Have You Guys Ever Thought What Would Really Happen If 1 Indian rupee becomes equal to the value of 1 American Dollar?
Yeah, why not, then we would be able to buy iPhones and iPads at just 300Rs per piece and cold drinks will look just so cheap.
Well yeah, that’s so true but if Apple and coke really would be making such a low-profit on their products then why would they be selling them in India at first place.
It really looks like that every Indian will become rich this way and US tourism will also become cheaper but then who will be making the profit? For example, If a doctor’s monthly income is Rs 80,000 in India and $3000 in the USA and suddenly 1 INR becomes equal to 1 USD, these are the consequences:
1. Any International employing company would be paying $80,000 to that same doctor whom it was supposed to pay just $3000, which means a huge loss fo the company.

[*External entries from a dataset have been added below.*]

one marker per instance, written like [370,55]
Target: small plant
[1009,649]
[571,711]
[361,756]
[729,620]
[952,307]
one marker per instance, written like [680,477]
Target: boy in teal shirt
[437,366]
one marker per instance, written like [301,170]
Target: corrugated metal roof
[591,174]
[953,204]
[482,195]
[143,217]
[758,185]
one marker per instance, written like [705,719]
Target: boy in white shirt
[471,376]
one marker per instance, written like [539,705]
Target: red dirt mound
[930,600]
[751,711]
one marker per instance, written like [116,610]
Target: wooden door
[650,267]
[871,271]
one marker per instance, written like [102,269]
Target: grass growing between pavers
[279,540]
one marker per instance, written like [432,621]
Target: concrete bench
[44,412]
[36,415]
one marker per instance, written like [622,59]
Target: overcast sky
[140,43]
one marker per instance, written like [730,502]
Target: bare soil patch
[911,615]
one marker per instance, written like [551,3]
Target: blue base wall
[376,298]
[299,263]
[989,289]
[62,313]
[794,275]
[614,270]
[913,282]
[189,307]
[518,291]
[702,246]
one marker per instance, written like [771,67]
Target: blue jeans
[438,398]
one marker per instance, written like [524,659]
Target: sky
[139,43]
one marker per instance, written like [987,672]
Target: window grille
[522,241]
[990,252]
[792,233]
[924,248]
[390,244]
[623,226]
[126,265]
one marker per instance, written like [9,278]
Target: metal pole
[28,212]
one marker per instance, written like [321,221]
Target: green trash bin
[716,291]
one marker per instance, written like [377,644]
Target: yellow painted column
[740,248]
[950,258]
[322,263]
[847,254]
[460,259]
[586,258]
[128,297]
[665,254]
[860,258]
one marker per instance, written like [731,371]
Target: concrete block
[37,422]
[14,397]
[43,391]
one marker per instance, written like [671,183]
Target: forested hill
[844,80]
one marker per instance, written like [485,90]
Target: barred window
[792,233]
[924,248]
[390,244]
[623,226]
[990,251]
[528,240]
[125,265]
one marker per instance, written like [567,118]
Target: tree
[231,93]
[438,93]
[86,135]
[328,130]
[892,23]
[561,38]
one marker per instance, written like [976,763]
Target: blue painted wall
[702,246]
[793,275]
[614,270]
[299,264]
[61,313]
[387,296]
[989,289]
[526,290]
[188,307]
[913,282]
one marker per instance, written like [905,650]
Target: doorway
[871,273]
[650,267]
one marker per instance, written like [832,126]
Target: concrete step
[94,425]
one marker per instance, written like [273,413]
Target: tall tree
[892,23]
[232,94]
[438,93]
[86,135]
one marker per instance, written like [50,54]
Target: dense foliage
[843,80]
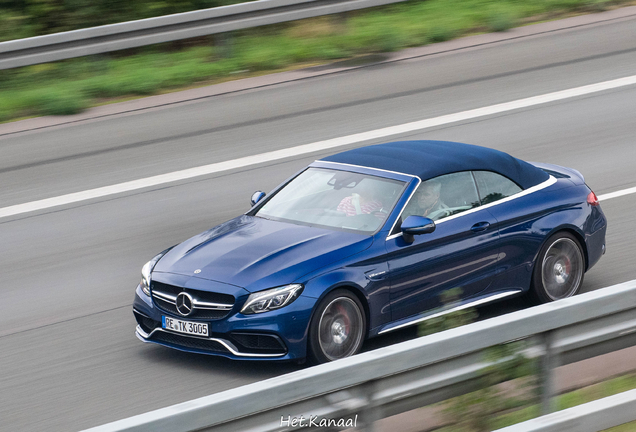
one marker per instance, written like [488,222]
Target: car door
[461,252]
[515,213]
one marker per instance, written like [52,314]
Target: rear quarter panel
[526,223]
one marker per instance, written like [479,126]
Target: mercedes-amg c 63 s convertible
[365,242]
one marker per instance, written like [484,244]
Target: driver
[426,202]
[364,202]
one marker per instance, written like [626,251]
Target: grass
[564,401]
[71,86]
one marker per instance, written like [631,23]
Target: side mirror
[416,225]
[256,197]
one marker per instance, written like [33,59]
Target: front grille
[197,313]
[188,342]
[258,343]
[205,296]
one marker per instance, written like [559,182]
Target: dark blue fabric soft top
[428,159]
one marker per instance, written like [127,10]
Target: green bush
[58,102]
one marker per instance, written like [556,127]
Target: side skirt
[434,313]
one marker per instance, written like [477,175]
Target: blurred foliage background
[70,86]
[26,18]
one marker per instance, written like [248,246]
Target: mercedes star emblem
[184,303]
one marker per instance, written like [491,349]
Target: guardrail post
[548,364]
[370,413]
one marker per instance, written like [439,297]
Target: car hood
[255,253]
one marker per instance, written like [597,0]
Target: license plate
[185,327]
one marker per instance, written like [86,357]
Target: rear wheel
[338,327]
[558,272]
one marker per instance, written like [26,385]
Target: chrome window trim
[228,345]
[369,168]
[549,182]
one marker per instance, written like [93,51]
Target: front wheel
[559,269]
[338,327]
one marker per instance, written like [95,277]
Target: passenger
[364,202]
[427,202]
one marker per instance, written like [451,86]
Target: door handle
[480,226]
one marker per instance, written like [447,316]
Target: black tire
[559,269]
[338,327]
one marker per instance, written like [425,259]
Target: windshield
[335,199]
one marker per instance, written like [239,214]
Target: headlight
[271,299]
[146,270]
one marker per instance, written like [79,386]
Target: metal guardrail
[96,40]
[590,417]
[408,375]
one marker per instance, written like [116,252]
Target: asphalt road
[68,356]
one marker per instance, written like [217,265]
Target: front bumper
[274,335]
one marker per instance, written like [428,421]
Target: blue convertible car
[365,242]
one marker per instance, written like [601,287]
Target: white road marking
[320,146]
[616,194]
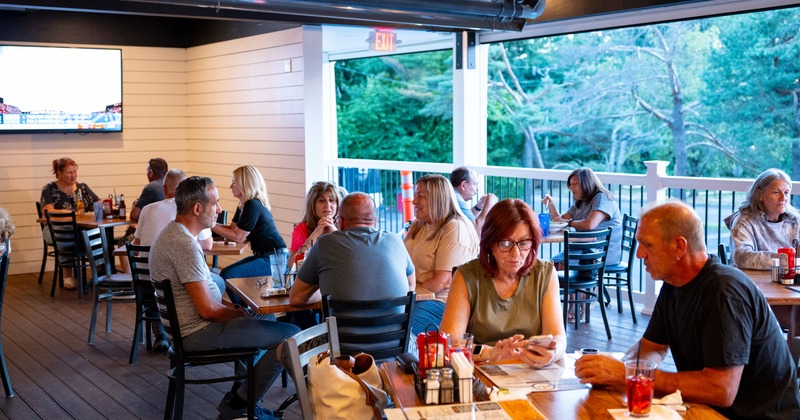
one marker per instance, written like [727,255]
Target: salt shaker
[775,270]
[446,396]
[432,387]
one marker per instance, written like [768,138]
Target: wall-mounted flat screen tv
[60,90]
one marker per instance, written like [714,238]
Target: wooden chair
[47,249]
[322,337]
[4,261]
[69,247]
[107,287]
[584,261]
[181,360]
[722,253]
[619,275]
[143,292]
[361,330]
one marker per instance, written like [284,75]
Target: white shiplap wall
[245,107]
[206,110]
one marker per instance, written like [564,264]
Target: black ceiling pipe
[508,15]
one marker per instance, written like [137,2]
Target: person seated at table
[357,262]
[252,222]
[322,208]
[206,322]
[465,182]
[765,222]
[440,239]
[728,349]
[154,190]
[594,209]
[153,219]
[61,195]
[508,294]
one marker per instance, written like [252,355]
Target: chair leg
[137,336]
[630,300]
[5,377]
[603,311]
[44,262]
[93,322]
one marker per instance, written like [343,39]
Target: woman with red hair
[508,294]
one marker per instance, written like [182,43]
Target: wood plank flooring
[56,374]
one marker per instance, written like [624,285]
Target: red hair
[500,223]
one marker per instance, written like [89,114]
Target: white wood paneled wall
[206,110]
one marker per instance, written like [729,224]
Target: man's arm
[303,293]
[208,308]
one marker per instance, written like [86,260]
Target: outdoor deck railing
[712,198]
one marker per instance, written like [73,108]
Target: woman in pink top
[322,209]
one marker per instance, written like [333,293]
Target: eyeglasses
[523,245]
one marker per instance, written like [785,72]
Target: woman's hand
[508,348]
[539,356]
[325,225]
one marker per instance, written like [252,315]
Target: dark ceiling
[166,23]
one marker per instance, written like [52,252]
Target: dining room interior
[213,85]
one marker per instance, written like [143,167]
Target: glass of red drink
[640,382]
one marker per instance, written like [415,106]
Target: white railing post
[653,184]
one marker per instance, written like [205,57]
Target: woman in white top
[440,239]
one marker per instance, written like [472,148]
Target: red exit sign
[382,41]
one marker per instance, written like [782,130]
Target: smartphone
[541,340]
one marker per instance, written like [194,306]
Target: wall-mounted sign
[382,41]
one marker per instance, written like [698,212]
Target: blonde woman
[252,222]
[322,210]
[439,239]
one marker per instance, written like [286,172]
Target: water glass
[278,262]
[463,343]
[640,382]
[544,222]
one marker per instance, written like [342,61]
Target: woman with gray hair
[764,222]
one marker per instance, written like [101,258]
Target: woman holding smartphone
[507,294]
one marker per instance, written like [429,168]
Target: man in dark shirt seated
[357,262]
[726,343]
[206,322]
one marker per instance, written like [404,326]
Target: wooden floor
[57,375]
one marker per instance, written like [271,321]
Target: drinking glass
[544,223]
[463,343]
[640,382]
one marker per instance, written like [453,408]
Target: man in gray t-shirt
[206,322]
[357,262]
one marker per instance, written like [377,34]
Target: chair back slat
[360,329]
[296,363]
[169,318]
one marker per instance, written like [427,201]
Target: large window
[716,96]
[397,107]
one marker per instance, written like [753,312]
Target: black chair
[46,249]
[584,259]
[143,291]
[222,219]
[361,330]
[107,287]
[4,260]
[180,360]
[722,253]
[69,247]
[314,341]
[619,275]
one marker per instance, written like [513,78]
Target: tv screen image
[60,90]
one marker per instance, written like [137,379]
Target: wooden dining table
[586,403]
[251,290]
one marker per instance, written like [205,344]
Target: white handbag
[339,394]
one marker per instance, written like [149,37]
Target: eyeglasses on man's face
[523,245]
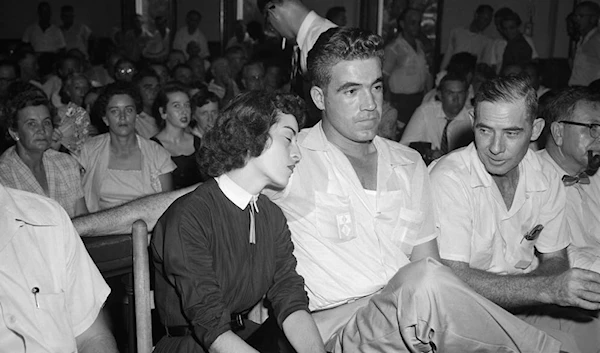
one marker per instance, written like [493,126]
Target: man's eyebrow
[347,85]
[291,128]
[512,128]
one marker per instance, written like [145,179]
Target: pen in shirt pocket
[35,291]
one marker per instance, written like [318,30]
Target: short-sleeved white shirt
[582,214]
[49,41]
[349,242]
[39,248]
[475,225]
[406,67]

2. Any Multi-National Company (MNC) would never like to hire any Indian at higher price for the same work which an American would be doing at very less price.
3. Decrease of Indian employment in International sector, which means the economic loss for the country.
4. As no company would like to open its franchise in India, it will also lead to the infrastructural decrease.
5. Decrease in the heritage of the country.
So yeah, even if everything becomes cheap for the people in the country and even a beggar also feels like a rich man, everything will go down again as then nobody will be making the profit and India will go poorer in the International levels.
These were the stats about private sect or companies (non-governmental) as then they will be making no profit but what about the government sector?
It is really very important that even if a private sector company’s income could be only through national transaction but government’s income has to definitely rely on country’s International status and here is some knowledge about the impact on government’s income if 1INR=1USD:
Devaluation is the process in which a country lowers the value of its currency in comparison to the currency of some other country. This process mainly helps the nation to extract huge profits in the export of goods to that country.
For an example, if the country exports a $1000 product to the USA, then it gets around 60,000 rupees in return which means a very good profit. Now if the government decreases the price of rupee and makes 1USD=70INR then it would be getting 70,000 rupees for the export of same product which means more profit. SO NOW IMAGINE!!! If the government raises the value of a rupee and makes 1INR=1USD, then the country would be getting just 1000Rs for the export of that same product for which it could also have got 70,000Rs, which again means no profit.
Therefore, in relative terms, making 1INR=1USD will make items cheaper inside the country and cheaper foreign tourism, but it will relatively lead to more inflation as then if no company would be making profit on its products then it will automatically raise its price. Government salaries will also go low due to the loss in export of products and private salaries will go low due to the less demand of Indian workers.